はたらくおじさん

以前ここで、わたくしが小さかった頃に、焼き芋屋になりたかったのだよという話を書いたかもしれない(たぶん書いた)。
最近は13歳近辺ジュニア用のハローワークガイド本まであるという、なにかと痒いところにも手が届くたいへん便利な世の中になったわけである一方で、当時は極めて狭いトドラーワールドの中での限られた情報を基にして職業選択を決断していたのであったわけだ。
当時、焼き芋屋に憧れたワケは、焼き芋が何より好きだったこと(なのに、母は蒸かし芋しか作ってくれなかった…)、それと晩秋(初冬)の夕暮れ、寒空の下をリヤカーを曳いて歩いて行くおじさんの後ろ姿が妙に心に残っていたからであった。
子供心と秋の空の如く、その夢はすぐに目紛しく別の夢へと心移りしていくわけであったが、実は暫くの間、わたくしは、郵便配達員になることに強く心を惹かれていた時期があったのだった。
そうした想いを強くする原因となったのが、教育chで放映されていた「はたらくおじさん」であった(当然の事ながら、「サラリーマンNEO」の紛いもののやつではない)。
しっかり者小2生のタンちゃんと食いしん坊のペロくんが登場するこの番組は、わたくしの当時のフェイバリットで(このほかに、好きだったのが「理科教室小学○年生」とか「みんななかよし」とか。主題歌も覚えているぞ。♪ターンちゃん、ペーロくん、二人でランランラーン♪とか♪口笛吹いてー空き地に行ったー知らない子がやってきてー遊ばないかと笑って言いったー♪とか…ああ、唄うのはそのくらいで辞めておけということですか…)、この番組の或る回で登場した郵便配達のおじさんが北国の雪山の中を徒歩で郵便配達するその姿に暫し純な幼心を打たれていたのであった。

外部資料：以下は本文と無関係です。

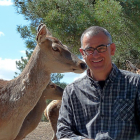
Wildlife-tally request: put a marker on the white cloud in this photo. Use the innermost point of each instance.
(1, 33)
(8, 68)
(23, 52)
(6, 2)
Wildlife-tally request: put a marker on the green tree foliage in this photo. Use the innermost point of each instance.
(67, 19)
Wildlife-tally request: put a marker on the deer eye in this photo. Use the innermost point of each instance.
(55, 48)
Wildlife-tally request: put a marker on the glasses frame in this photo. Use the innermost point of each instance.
(96, 49)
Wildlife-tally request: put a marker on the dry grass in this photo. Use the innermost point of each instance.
(42, 132)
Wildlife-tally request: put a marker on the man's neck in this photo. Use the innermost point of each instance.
(99, 76)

当時その放映回が相当強烈に心に残っていたらしく、勤労奉仕の心という情操教育上大変重要な観点で、相当の効果をもたらしたのではないかと推測される。
もしも仮に、その当時の気持ちを初志貫徹していたならば、わたくしは、所謂公務員になって、その後、民営化により日本何とかという会社の社員になっていたわけであるな。現在のわたくしから類推をするに、空想じみていて、なかなかに複雑な心持ちではある。
その後も、いくつかの職業を想像してみたりしたのだったが、当時の小学校の文集では、野球選手やアイドル歌手などというほんとうの夢を除けば、確か学校の教師と看護婦が圧倒的な人気職種で、わたくしは当時から捻くれていたのでそういった人気メジャー職種にはまったく目もくれず、マイナーな仕事ばかりを夢想していた。(というか、それでなくても目線が失敬なわたくしが人の上に立って何かをするなんてことは世間様が到底赦してくれまい。)

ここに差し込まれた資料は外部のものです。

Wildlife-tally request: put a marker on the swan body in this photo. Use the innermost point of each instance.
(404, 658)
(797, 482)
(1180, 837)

御陰様をもちまして、結果的に小学校の文集で書いていた希望職種の一つに就いたわけだが、教育関係とか医療関係とかそういった偉そうな分野と一切無縁の世界の仕事に就いたこの現状も初志貫徹といえるのかもしれぬ。
なお、冒頭の「13歳のハローワーク」(わたくしのこどもの蔵書になっている)にも、自身の職種が具体的に記載されており、なかなか微妙な(「微妙」としか言えない)書きぶりをしている。
いずれにせよ、こどもたちの思い込み、一念は侮れない。したがって、こどもたちは実際に自分の目と耳で見聞をして自分の将来を決めるに限る。(最近は、学校でもそういった職業体験学習の機会が十分に用意されているようである。)